Há gols que mudam campeonatos. E há gols que contam uma vida inteira. O pênalti convertido por Neymar em um momento decisivo para o Brasil rumo ao Hexa ,foi um desses momentos. Não foi apenas uma cobrança. Foi um retrato de uma carreira marcada por talento, coragem, dor, superação, perseguições e críticas e pela capacidade de se levantar quando muitos já haviam desistido dele.
Percebemos uma diferença importante. Aquele Brasil era formado por gigantes., nos campeonatos passados onde se Ronaldo Fenômeno não estivesse em sua melhor condição, havia Ronaldinho Gaúcho.
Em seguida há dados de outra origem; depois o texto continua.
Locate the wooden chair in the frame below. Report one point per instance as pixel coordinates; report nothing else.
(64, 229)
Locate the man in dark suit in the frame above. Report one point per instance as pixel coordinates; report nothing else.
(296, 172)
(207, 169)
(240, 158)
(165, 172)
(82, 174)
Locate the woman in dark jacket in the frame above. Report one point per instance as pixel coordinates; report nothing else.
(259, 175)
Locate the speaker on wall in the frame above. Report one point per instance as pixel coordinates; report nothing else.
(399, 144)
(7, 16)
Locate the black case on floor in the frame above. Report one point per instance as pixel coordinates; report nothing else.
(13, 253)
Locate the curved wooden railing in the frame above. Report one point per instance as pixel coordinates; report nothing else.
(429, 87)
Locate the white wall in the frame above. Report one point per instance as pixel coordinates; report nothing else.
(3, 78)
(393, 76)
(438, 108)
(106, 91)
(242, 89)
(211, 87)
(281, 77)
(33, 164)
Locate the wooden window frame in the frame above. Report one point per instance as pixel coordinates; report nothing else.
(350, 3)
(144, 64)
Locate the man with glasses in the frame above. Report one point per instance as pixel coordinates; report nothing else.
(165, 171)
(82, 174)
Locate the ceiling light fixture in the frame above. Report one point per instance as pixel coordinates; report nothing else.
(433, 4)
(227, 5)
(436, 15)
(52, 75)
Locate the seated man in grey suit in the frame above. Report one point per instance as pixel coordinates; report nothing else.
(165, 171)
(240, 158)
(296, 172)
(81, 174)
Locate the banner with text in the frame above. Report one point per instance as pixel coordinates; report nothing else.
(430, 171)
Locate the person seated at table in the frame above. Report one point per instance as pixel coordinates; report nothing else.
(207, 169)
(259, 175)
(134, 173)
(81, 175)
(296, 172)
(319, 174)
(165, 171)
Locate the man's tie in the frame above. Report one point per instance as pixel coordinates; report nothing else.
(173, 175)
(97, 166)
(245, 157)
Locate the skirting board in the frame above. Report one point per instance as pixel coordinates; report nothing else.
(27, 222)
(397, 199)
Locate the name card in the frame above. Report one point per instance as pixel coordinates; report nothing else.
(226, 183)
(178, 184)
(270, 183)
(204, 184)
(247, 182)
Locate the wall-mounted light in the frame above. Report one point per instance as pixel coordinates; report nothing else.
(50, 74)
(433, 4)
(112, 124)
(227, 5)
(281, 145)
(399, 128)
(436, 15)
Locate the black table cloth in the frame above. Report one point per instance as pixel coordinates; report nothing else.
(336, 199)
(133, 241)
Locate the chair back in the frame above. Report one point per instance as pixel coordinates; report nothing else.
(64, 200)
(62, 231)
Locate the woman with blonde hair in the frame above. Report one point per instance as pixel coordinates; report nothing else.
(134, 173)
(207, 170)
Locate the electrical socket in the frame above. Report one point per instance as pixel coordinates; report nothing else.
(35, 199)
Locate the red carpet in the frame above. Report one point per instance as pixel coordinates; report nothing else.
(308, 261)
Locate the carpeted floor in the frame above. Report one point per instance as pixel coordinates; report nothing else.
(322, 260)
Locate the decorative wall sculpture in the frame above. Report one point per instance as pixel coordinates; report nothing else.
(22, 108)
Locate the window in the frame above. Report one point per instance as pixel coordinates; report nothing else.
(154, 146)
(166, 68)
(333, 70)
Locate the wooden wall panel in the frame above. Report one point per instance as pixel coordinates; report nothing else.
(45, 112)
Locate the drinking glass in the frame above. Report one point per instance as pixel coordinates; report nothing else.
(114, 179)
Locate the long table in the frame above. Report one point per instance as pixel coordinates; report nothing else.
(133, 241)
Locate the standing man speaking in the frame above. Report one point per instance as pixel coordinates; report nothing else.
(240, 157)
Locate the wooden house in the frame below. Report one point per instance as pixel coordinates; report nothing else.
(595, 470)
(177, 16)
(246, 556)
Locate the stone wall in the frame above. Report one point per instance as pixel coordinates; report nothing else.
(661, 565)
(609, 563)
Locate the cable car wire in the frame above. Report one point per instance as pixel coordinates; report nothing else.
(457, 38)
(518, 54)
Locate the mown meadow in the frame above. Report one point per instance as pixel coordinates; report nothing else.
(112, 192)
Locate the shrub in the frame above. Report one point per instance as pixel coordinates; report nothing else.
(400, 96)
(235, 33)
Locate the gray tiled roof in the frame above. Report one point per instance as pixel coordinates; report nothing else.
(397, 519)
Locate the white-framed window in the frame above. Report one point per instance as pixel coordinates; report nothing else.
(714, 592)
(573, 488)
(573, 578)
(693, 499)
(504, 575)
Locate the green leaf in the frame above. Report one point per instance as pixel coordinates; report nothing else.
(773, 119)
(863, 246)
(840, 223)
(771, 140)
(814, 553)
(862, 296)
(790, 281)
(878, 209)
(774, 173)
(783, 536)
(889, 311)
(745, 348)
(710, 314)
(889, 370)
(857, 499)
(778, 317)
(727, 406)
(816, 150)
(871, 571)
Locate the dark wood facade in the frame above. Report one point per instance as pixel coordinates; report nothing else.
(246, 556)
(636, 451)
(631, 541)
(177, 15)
Se Ronaldinho encontrasse dificuldades, Kaká assumia o protagonismo. Adriano, Robinho, Cafu, Roberto Carlos e tantos outros dividiam naturalmente a responsabilidade. O talento estava espalhado por todo o elenco.
Na geração atual, embora existam excelentes jogadores, ficou notório que nenhum alcançou o mesmo protagonismo internacional construído por Neymar ao longo da carreira. Assim, durante anos, a expectativa de decidir os grandes jogos acabou recaindo principalmente sobre ele.
Também surgiram muitas narrativas fora das quatro linhas. Comentários de bastidores, opiniões sobre a comissão técnica e especulações envolvendo pessoas próximas ao treinador alimentaram debates durante toda a competição. Independentemente dessas interpretações, elas contribuíram para aumentar ainda mais a pressão em torno de Neymar,em outras palavras, o colocando no banco que por ironia para sua auto – análise.
E talvez exista um aprendizado nisso tudo.
Às vezes, a vida protege antes de expor. Talvez o destino tenha poupado Neymar de carregar, mais uma vez, sozinho o peso de uma eliminação que jamais pertence a apenas um atleta. Futebol continua sendo um esporte coletivo. Vitórias e derrotas nunca são responsabilidade de um único nome.
Ainda assim, quando a oportunidade apareceu, ele foi lá. Cobrou o pênalti. Marcou. Escreveu mais um capítulo da própria história.
Não foi apenas um gol.
Foi um símbolo de coragem. De quem caiu inúmeras vezes e sempre voltou. De quem ouviu aplausos e vaias na mesma intensidade. De quem nunca deixou de vestir a camisa da Seleção Brasileira com orgulho.
O que fica é a esperança de que o futebol brasileiro aprenda com esse momento. Que forme equipes capazes de dividir responsabilidades, proteger seus talentos e compreender que nenhum craque vence uma Copa do Mundo sozinho.
Que a próxima geração encontre um ambiente mais preparado, uma comissão técnica cada vez mais evoluída e um grupo forte o suficiente para que nenhum jogador precise carregar sozinho o sonho de mais de 200 milhões de brasileiros.
Porque o futebol sempre será maior do que um único atleta. Mas também jamais esquecerá aqueles que, mesmo sob o maior peso, tiveram coragem de continuar caminhando.
E Neymar, gostem dele ou não, já faz parte dessa história.
A maior lição
Toda decisão de um treinador faz parte de sua estratégia e, no futebol, os resultados sempre alimentam debates.
A escolha de Carlos Ancelotti sobre a utilização de Neymar durante a competição gerou inúmeras discussões entre torcedores e comentaristas. Também circularam especulações sobre divergências nos bastidores, incluindo comentários envolvendo pessoas da comissão técnica. No entanto, essas alegações nunca foram comprovadas.
O que ficou como lição é que nenhum projeto vencedor pode ser guiado pelo ego, pelo medo do protagonismo ou pela dificuldade de administrar grandes talentos. Um craque carrega responsabilidades, mas jamais deve carregar sozinho o destino de uma seleção.
O futebol ensina que liderança também é saber unir talentos, dividir responsabilidades e criar um ambiente em que cada jogador possa entregar o seu melhor.
Mais do que uma derrota, fica a reflexão: grandes equipes não se constroem apenas com estratégia, mas também com confiança, respeito e capacidade de potencializar aqueles que podem fazer a diferença.